European Journal of Cancer | 2013
N. Harbeck; Manfred Schmitt; Christoph Meisner; C. Friedel; Michael Untch; Marcus Schmidt; C.G.J. Sweep; B.W. Lisboa; Michael P. Lux; T. Beck; S. Hasmüller; Marion Kiechle; Fritz Jänicke; Christoph Thomssen
AIM Final 10-year analysis of the prospective randomised Chemo-N0 trial is presented. Based on the Chemo-N0 interim results and an European Organisation for Research and Treatment of Cancer (EORTC) pooled analysis (n=8377), American Society of Clinical Oncology (ASCO) and Arbeitsgemeinschaft Gynäkologische Onkologie (AGO) guidelines recommend invasion and metastasis markers urokinase-type plasminogen activator (uPA)/plasminogen activator inhibitor-1 (PAI-1) for risk assessment and treatment decision in node-negative (N0) breast cancer (BC). METHODS The final Chemo-N0 trial analysis (recruitment 1993-1998; n=647; 12 centres) comprises 113 (5-167) months of median follow-up. Patients with low-uPA and PAI-1 tumour tissue levels (n=283) were observed. External quality assurance guaranteed uPA/PAI-1 enzyme-linked immunosorbent assay (ELISA) standardisation. Of 364 high uPA and/or PAI-1 patients, 242 agreed to randomisation for CMF chemotherapy (n=117) versus observation (n=125). RESULTS Actuarial 10-year recurrence rate (without any adjuvant systemic therapy) for high-uPA/PAI-1 observation group patients (randomised and non-randomised) was 23.0%, in contrast to only 12.9% for low-uPA/PAI-1 patients (plog-rank=0.011). High-risk patients randomised to cyclophosphamide-methotrexate-5-fluorouracil (CMF) therapy had a 26.0% lower estimated probability of disease recurrence than those randomised for observation (intention-to-treat (ITT)-analysis: hazard ratio (HR) 0.74 (0.44-1.27); plog-rank=0.28). Per-protocol analysis demonstrated significant treatment benefit: HR 0.48 (0.26-0.88), p=0.019, disease-free survival (DFS) Cox regression, adjusted for tumour stage and grade. CONCLUSIONS Chemo-N0 is the first prospective biomarker-based therapy trial in early BC defining patients reaching good long-term DFS without adjuvant systemic therapy.
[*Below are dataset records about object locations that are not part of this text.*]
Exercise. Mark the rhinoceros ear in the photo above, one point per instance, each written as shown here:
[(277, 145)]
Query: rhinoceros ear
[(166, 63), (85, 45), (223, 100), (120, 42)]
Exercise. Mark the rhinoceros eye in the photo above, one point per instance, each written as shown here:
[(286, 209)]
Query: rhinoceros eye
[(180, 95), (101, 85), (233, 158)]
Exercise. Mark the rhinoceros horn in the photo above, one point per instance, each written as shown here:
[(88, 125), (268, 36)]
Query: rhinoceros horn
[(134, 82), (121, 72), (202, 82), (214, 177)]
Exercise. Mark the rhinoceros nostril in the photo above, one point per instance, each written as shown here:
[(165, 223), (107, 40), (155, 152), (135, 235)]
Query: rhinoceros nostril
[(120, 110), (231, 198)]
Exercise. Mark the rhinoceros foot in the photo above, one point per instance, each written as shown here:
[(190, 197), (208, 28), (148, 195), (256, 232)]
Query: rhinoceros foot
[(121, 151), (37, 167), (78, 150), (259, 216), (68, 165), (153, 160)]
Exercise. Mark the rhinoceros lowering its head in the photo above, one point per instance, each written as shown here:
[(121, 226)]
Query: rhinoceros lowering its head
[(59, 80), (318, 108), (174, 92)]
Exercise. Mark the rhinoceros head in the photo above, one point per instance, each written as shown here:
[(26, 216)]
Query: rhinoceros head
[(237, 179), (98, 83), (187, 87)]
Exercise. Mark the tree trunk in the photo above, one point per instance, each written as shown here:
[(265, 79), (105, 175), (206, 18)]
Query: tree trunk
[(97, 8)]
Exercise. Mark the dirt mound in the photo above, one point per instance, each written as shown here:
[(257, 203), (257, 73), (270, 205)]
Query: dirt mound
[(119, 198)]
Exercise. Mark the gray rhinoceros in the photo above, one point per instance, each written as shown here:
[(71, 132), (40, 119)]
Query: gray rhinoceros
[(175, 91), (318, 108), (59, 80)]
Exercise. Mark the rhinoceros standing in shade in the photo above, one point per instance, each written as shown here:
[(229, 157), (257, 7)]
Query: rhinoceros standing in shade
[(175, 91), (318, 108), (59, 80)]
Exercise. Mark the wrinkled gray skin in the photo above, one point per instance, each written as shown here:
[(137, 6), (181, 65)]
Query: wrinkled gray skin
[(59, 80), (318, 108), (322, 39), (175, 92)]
Using a standardised uPA/PAI-1 ELISA, almost half of N0-patients could be spared chemotherapy, while high-risk patients benefit from adjuvant chemotherapy. These 10-year results validate the long-term prognostic impact of uPA/PAI-1 and the benefit from adjuvant chemotherapy in the high-uPA/PAI-1 group at highest level of evidence. They thus support the guideline-based routine use of uPA/PAI-1 for risk-adapted individualised therapy decisions in N0 breast cancer.